According to recent data by BloombergNEF, in 2021, renewable energy took up the largest share of new investments, with a total of $368 billion globally.
It’s no secret that investments in green technology are increasing every year, most significantly within the travel and tourism industry. One company leading the charge within this sector across Africa is Green Safaris which has successfully incorporated renewable energy technologies to heighten its guest experience.
The Green Safaris experience
Established in 2016, Green Safaris is committed to conserving the local environments in which each of its luxury properties operates. With ethically-motivated camps and lodges located across Zambia and Malawi, the company is pioneering the ‘Silent Safari’ through the use of non-intrusive technology.
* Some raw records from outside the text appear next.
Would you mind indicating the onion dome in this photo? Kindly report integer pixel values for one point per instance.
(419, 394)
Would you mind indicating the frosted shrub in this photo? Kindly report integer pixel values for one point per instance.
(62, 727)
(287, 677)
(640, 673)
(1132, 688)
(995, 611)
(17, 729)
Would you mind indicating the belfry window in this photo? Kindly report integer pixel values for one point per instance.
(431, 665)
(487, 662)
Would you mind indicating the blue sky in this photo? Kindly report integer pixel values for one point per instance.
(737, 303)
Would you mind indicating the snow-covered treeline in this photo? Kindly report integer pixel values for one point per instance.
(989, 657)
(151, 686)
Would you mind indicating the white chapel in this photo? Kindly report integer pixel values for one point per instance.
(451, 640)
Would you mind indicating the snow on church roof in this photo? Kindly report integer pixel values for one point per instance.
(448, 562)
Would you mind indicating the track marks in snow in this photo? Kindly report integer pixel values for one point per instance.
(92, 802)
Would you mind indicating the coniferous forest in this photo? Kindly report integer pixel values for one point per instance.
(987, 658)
A bold and notable milestone is their development of the first electric game drive vehicle in Zambia powered by the sun (the e-Cruiser) at Ila Safari Lodge. This flagship property also proudly stands as the first and only lodge in the country to operate solar-powered safaris on land and on the water. The Ila eBoat provides silent river cruises, inviting guests onto the Kafue River with only sunshine to power their sunset or sunrise cruises.
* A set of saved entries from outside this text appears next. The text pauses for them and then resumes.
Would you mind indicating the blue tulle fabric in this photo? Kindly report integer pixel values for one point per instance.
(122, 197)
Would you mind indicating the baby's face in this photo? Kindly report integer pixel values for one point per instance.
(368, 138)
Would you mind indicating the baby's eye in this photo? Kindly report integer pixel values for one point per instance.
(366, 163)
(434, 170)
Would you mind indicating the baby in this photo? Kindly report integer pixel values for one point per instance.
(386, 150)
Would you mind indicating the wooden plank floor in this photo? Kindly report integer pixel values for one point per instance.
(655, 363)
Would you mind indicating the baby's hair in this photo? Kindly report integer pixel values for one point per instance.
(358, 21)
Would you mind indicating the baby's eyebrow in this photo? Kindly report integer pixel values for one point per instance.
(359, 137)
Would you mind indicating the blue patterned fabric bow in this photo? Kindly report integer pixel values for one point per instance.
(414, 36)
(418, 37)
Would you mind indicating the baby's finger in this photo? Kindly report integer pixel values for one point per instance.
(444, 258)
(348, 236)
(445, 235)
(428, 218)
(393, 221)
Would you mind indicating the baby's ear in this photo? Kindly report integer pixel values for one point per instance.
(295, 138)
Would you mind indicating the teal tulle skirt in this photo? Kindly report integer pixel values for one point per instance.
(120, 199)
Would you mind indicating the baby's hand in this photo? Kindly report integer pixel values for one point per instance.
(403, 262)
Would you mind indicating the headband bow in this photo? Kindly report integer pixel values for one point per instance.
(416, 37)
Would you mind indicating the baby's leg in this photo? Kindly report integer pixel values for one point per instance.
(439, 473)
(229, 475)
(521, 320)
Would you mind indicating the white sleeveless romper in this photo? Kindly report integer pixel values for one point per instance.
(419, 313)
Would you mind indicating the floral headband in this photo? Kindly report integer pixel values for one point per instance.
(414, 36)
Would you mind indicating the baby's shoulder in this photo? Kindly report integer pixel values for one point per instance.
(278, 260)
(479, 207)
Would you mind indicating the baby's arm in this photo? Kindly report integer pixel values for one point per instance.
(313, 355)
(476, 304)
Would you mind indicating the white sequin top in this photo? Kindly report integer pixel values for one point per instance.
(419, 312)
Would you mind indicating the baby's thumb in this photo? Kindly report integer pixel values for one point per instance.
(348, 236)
But Ila does not stop at a sustainable fleet: the property itself runs completely off-grid, using energy from a solar farm on site. Even the physical lodge was built using the environmentally-friendly sandbag method, where the earth is excavated during levelling and reused in construction, resulting in longevity and natural insulation.
Green Safari guests can also use electric mountain bikes to explore Zambia’s Busanga Plains from Chisa Busanga Camp, or to explore Likoma Island one Lake Malawi with Kaya Mawa. A notable development at their Shawa Luangwa Camp is the signature e-Cruiser and Silent Safari experience within South Luangwa National Park.
Understanding Green Technology
The sense of urgency in the travel sector is palpable – 53.3% of travel businesses are already integrating sustainability features, according to Euromonitor International’s Voice of the Industry Survey: Sustainability (2021).
With this in mind, it’s crucial to remember that estimates of green tech vary widely. For example, solar, wind, and hydropower are widely considered ‘green’ even though these technologies do still carry varied environmental consequences.
Before adopting green technology, tourism stakeholders must fully understand the potential risks associated with investing in any new technology and partnering with unknown and emerging suppliers. It can be easy to fall into the trap of greenwashing, so be sure to do your research and ask the right questions.